Barbara Ryan, Assistant Principal at St Ives North Public School (SINPS), helped develop a unit of work for the school’s Stage 3 (Years 5-6) students. The unit, where students work to find solutions to bushfire problems, incorporates an aspect of a new Geography syllabus – focused on the impact of a contemporary bushfire hazard – with a STEM unit.
‘We took to designing the unit of study that encouraged scientific and mathematical thinking alongside critical and creative thinking … giving students the opportunity to engage deeply in project-based learning around a real-life authentic local problem,’ Ryan tells Teacher.
The project, named Project Firestorm, involved approximately 200 students creating 65 group projects across a 12-week period with the help of 11 teachers. Six weeks in to the project, Rural Fire Service (RFS) staff visited the school to provide expert opinions on the students’ progress.
The partnership between SINPS and the RFS involves regular collaboration, meaning the RFS is often a learning partner, Ryan says. ‘The RFS role was pivotal in sharing their expertise in bushfire management, in sharing their stories about what it was like to be in a bushfire [and] in providing current, accurate data about the impact of bushfires … but more importantly [to] provide a critical yet supportive audience where the students felt that their ideas were valued and their solutions were viable.’
During the project, students create empathy maps to keep as a reference. They also work with technology, including robotics and coding, CAD drawing, developing websites and apps, and thermal density testing.
Empathy maps were constantly revisited throughout the 12-week project. Image supplied.
The students follow the model of Empathise, Design, Ideate, Prototype, Test while also tracking their progress throughout the various stages of the project. For example, Ryan recalls when one student realised that her design for a shelter (which was a bunker) to protect family pets would be a problem if the owners of the pets were still in danger. In other words, she didn’t consider the needs of all the people involved in her solution in the first stage of Empathise, so completed this stage twice. Going back to this particular stage of the model is quite common for students, Ryan says.
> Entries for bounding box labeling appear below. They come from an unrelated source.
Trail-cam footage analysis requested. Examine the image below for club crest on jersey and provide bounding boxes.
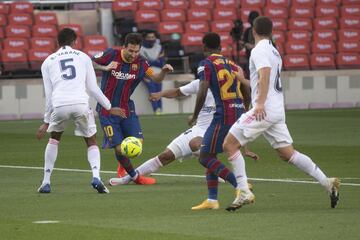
[111,70,136,81]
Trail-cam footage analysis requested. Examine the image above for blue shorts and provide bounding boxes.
[99,113,144,148]
[200,119,231,154]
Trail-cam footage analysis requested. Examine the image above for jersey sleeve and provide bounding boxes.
[91,48,116,66]
[180,79,200,96]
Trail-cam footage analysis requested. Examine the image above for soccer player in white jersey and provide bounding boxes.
[109,79,259,186]
[36,28,125,193]
[223,17,340,211]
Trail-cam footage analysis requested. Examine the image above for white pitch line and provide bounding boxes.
[0,165,360,187]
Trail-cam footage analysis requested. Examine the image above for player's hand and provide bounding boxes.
[161,64,174,73]
[149,92,162,102]
[110,107,126,118]
[253,104,266,122]
[36,123,49,140]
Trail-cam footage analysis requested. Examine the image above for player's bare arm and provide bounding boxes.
[188,81,209,126]
[254,67,271,121]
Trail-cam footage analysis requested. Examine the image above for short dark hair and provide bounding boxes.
[203,32,221,50]
[254,16,272,37]
[124,33,142,47]
[57,28,77,47]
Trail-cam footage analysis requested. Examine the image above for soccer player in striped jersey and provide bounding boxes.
[93,33,173,184]
[190,33,249,210]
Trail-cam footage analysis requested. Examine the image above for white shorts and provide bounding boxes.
[229,111,293,149]
[47,104,96,137]
[167,125,206,159]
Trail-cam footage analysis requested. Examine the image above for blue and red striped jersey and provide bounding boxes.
[198,54,245,125]
[92,48,153,116]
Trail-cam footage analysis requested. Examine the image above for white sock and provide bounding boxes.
[88,145,100,179]
[228,150,250,192]
[42,138,59,184]
[289,151,328,187]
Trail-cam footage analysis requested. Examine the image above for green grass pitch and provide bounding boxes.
[0,109,360,240]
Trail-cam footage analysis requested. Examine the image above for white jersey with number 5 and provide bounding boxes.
[249,39,285,122]
[41,46,111,122]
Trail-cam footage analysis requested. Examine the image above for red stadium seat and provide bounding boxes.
[340,17,360,29]
[3,38,29,50]
[313,29,337,41]
[271,18,287,31]
[310,53,336,69]
[288,18,312,31]
[187,8,211,21]
[10,1,34,14]
[211,20,234,33]
[338,40,360,53]
[139,0,162,10]
[83,35,108,50]
[1,49,29,72]
[32,25,57,38]
[5,25,31,38]
[164,0,188,10]
[314,17,338,30]
[8,13,33,26]
[287,31,311,42]
[161,8,186,22]
[336,53,360,69]
[311,41,336,54]
[35,12,58,26]
[290,6,314,18]
[30,37,55,51]
[190,0,214,9]
[59,23,83,36]
[338,29,360,41]
[213,8,237,21]
[28,48,53,70]
[215,0,239,9]
[264,7,289,19]
[284,54,310,70]
[185,21,209,33]
[285,41,310,54]
[315,5,339,18]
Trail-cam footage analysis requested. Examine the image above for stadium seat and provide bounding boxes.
[163,0,188,10]
[161,8,186,22]
[28,48,53,70]
[32,25,57,38]
[35,12,58,26]
[5,25,31,38]
[10,1,34,14]
[290,6,314,18]
[284,54,310,70]
[213,8,237,21]
[288,18,312,31]
[314,17,338,30]
[264,7,289,19]
[189,0,214,9]
[285,41,310,55]
[83,35,108,50]
[139,0,162,10]
[8,13,33,26]
[59,23,83,36]
[287,31,311,42]
[340,17,360,29]
[211,20,234,33]
[315,5,339,18]
[30,37,55,51]
[312,29,337,41]
[3,38,29,50]
[1,49,29,72]
[310,53,336,69]
[187,8,211,21]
‘The fun really started when the students started to Ideate [and] think up all the amazing ideas, argue with each other, challenge and refine their ideas … during the Prototype and Test stages there were tears and frustrations when designs didn’t work, and it was back to the drawing board.’
Some students designed an app for their project. Image supplied.
Staff at SINPS have been overwhelmed by the depth and complexity of learning that has come from this project. With the aim of addressing a range of learning outcomes across Geography, Science, Technology and Mathematics, areas of English, History and PE were also covered. The project also connects the classroom with families and the wider community, meaning the preparedness and responsibility for disaster management is widespread, Ryan says.
‘Through the success of the inquiry learning and problem-based project of Firestorm, Stage 3 students proved that they can be the catalyst for the community of St Ives to consider the impact of bushfire.’
The success of the SINPS bushfire education program was due to the collaboration with the RFS. How is your school collaborating with the community to enhance learning?
Think about a topic or unit of work you’re teaching later in the year. What external expertise in your local community would be of benefit? How could you go about accessing this expertise?